Step 1: Time It Right
Find out when stations in your state need to renew their licenses. Plan to submit your comments two to four months before the license expires, though you can file any time between when the station submits its renewal and when the renewal is granted. You can monitor the status of a station’s application via the FCC’s Consolidated Database System.

Step 2: Get Your Information together
Every station is required to keep a public file, which includes documentation of a station’s political, educational, children’s and community affairs programming. You are entitled to look through this file upon request. You can also gather information on a station by monitoring and documenting what the station is broadcasting.
In particular, you may want to examine the station’s news coverage and public affairs programming. Does the local news programming reflect the concerns, needs and values of the community? Does the local news provide adequate and thorough political coverage (both local and national)? Is the station’s political coverage balanced? Or are certain
people or viewpoints being treated unfairly? How does the local news portray different segments of the local community? Does the station air enough community affairs programming? Is the local news actually “local”? Or is it produced and taped elsewhere?
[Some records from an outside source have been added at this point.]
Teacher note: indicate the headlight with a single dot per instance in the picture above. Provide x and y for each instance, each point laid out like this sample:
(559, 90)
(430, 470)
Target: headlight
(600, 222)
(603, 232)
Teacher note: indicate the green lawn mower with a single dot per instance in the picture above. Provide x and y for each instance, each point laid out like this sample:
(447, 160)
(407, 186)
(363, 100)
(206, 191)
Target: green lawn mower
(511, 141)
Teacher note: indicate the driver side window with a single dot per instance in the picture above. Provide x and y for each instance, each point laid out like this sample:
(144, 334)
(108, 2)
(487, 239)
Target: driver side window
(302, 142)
Step 3: Sending that Letter
On the first page of the letter, include the station’s call letters, city and state, the station’s facility number, and the station’s license renewal application file number (you can find this info in the FCC’s database).
In the body of your letter, provide specific information about the station’s performance and why its license should be revoked. Point out the things you found during Step 2 – and any actions by the station that aren’t in your community’s best interests. Remember that the FCC doesn’t monitor stations’ programming, so provide as many specifics as you
can.

For radio stations, address your letter to:

Audio Division, License Renewal Processing Team
Mailstop 1800B
FCC, Office of the Secretary
445 12th St. SW
Washington, DC 20554

You must also send a copy of your objection to the station’s general manager. Filing an informal objection isn’t the only way to get involved in the license renewal process; you can also file a formal “Petition to Deny,” which carries more weight but requires more work (and usually the help of a few lawyers). See the FCC site for more information.

In Binghamton one Dick Jockey and a handful of listeners sent a petition to the FCC asking the agency to deny the license renewals of 11 local radio stations owned by Clear Channel Communications. The local group contends the nationwide corporate takeover of radio stations has limited local production, lowered the quality of broadcasting and nearly destroyed the medium.

Remember the airwaves are in a public trust and we have handed it over to these companies.